Egypt has recently put forward an initiative to facilitate Syria’s return to the Arab League.
Speaking at a press conference alongside Omani Foreign Minister Sayyid Badr Albusaidi in Muscat on Jan. 23, Egyptian Foreign Minister Sameh Shoukry said, “We hope that conditions will be available for Syria to return to the Arab domain and become an element supporting Arab national security. We will continue to communicate with Arab countries to achieve this purpose.”
Egypt chose to launch its initiative from Oman because it is one of the most prominent Gulf countries that enjoys close relations with the Syrian government. In July 2021, Albusaidi told the Saudi Asharq Al-Awsat newspaper that his country supports Syria’s return to the Arab League.
On May 31, 2021, Oman’s Sultan Haitham bin Tarik was the first Gulf leader to congratulate Syrian President Bashar al-Assad on his re-election as president of Syria.
The Omani-Syrian relations were not only limited to statements. Oman was the first Arab and Gulf country that Syrian Foreign Minister Faisal Miqdad visited after taking office in March 2021. During his visit, Miqdad said, “Oman has stood by Syria in its war on terrorism and extremism from day one. ... All Syrians respect and appreciate this Omani stance.”
In October 2015, then-Omani Foreign Minister Yusuf bin Alawi paid a remarkable visit to Syria despite the tense Gulf-Syrian relations at the time. In May 2019, Alawi held talks with Assad in Damascus.
Oman did not cut diplomatic relations with Syria after the war in 2011, as did a number of Arab and Gulf countries.
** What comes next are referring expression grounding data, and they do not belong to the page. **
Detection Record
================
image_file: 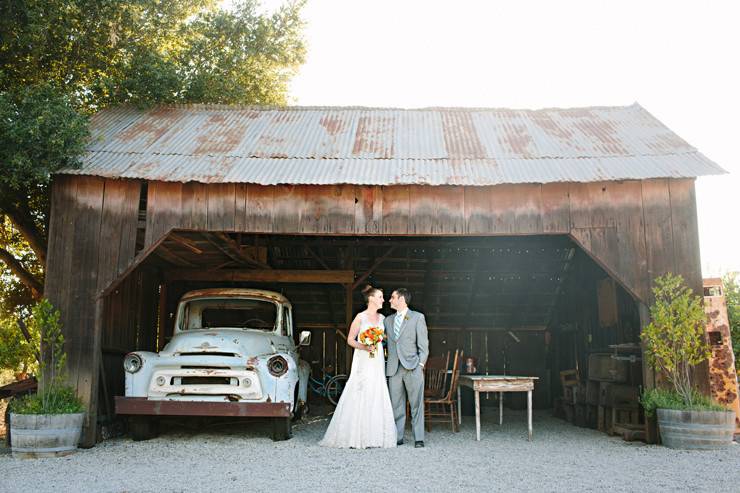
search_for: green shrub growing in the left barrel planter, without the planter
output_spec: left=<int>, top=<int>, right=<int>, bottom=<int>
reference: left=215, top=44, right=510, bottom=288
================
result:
left=11, top=299, right=84, bottom=414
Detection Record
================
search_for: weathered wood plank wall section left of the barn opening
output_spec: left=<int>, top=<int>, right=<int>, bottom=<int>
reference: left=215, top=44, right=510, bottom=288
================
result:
left=44, top=176, right=140, bottom=446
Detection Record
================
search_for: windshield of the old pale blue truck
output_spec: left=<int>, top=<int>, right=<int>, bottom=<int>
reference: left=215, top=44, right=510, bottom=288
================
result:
left=181, top=298, right=278, bottom=331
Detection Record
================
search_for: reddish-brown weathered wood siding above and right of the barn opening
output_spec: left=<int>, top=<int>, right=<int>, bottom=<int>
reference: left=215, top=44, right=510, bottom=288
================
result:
left=146, top=179, right=701, bottom=300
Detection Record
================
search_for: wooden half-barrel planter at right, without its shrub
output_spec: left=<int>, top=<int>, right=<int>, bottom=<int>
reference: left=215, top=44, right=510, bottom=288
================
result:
left=657, top=409, right=735, bottom=450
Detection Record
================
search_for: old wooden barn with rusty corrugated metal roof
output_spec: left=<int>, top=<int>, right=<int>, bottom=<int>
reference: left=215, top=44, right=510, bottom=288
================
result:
left=45, top=104, right=723, bottom=446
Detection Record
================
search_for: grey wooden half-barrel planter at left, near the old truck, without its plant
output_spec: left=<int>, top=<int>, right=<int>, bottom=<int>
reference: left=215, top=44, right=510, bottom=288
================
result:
left=10, top=413, right=85, bottom=458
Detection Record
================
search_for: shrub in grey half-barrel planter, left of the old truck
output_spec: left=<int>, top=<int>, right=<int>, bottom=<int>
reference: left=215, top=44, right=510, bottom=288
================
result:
left=10, top=300, right=85, bottom=457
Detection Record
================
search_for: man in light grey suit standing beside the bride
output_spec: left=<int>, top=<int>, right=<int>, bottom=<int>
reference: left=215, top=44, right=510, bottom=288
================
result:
left=384, top=288, right=429, bottom=448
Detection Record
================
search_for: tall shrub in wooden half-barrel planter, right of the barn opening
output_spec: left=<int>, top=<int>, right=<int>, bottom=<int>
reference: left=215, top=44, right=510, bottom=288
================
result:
left=641, top=273, right=735, bottom=449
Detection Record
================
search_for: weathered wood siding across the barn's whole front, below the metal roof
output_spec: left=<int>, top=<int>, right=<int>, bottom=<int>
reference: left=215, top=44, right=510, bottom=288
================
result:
left=45, top=176, right=702, bottom=445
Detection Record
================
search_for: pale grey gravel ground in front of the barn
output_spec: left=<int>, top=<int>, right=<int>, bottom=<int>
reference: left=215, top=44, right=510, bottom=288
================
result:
left=0, top=411, right=740, bottom=493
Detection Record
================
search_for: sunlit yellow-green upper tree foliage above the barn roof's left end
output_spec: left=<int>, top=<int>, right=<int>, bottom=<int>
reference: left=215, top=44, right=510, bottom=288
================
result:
left=0, top=0, right=306, bottom=111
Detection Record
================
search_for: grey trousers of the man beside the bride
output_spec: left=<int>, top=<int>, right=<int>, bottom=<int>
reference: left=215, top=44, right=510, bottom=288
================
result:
left=388, top=365, right=424, bottom=442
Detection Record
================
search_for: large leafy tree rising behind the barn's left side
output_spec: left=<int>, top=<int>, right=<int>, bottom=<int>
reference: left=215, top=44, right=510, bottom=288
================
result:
left=0, top=0, right=306, bottom=354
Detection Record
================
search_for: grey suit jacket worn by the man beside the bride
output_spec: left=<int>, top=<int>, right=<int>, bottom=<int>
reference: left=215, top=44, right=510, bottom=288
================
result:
left=383, top=309, right=429, bottom=377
It did reduce its diplomatic representation in Syria in 2012, but in October 2020, Oman appointed an ambassador to Syria, becoming the first Gulf Arab country to restore full diplomatic relations with Damascus.
Egypt is trying to exploit the Omani position to convince the Gulf states to re-admit Syria to the Arab League, especially Saudi Arabia.
The permanent representative of Saudi Arabia to the UN, Abdallah al-Mouallimi, stressed in September 2021 that “the kingdom requires that Syria get rid of the control of foreign parties, in order for it to return to its Arab environment and the Arab League.”
That Saudi stance prompted Syrian Deputy Foreign Minister Bashar Jaafari to attack Saudi Arabia in December 2021, saying, “Saudi Arabia is still implementing a non-Arab agenda because Saudi policy is still dependent on the Western agenda.”
Egypt tried again to unify the Arab position when Algerian President Abdelmadjid Tebboune visited Cairo and met with his Egyptian counterpart Abdel Fattah al-Sisi on Jan. 25. The pro-government el-Balad newspaper stated that Tebboune's visit to Cairo proves that “there is Egyptian-Algerian cooperation for Syria's return to the Arab League.” Algeria agrees with the Egyptian desire for Syria to participate in the Arab Summit set for March.
Samir Ghattas, head of the Middle East Forum for Political and Strategic Studies, told Al-Monitor, “Egypt has always sought Syria’s return to the Arab League, especially after Sisi took office and the Egyptian-Syrian relations remarkably improved.”
Shoukry and Miqdad met in New York on Sept. 24, 2021. On Oct. 2, Shoukry said in a television interview, “Egypt seeks an active role in helping Syria and restoring its position and stature in the Arab national security.”
Ghattas added, “Oman was the first Gulf country to restore ties with the Syrian regime, followed by the UAE, so the Gulf position toward Syria is gradually changing,' adding that "it is difficult for this initiative to change Saudi Arabia's hard stance amid the latter’s concerns over the growing Iranian influence in Damascus.”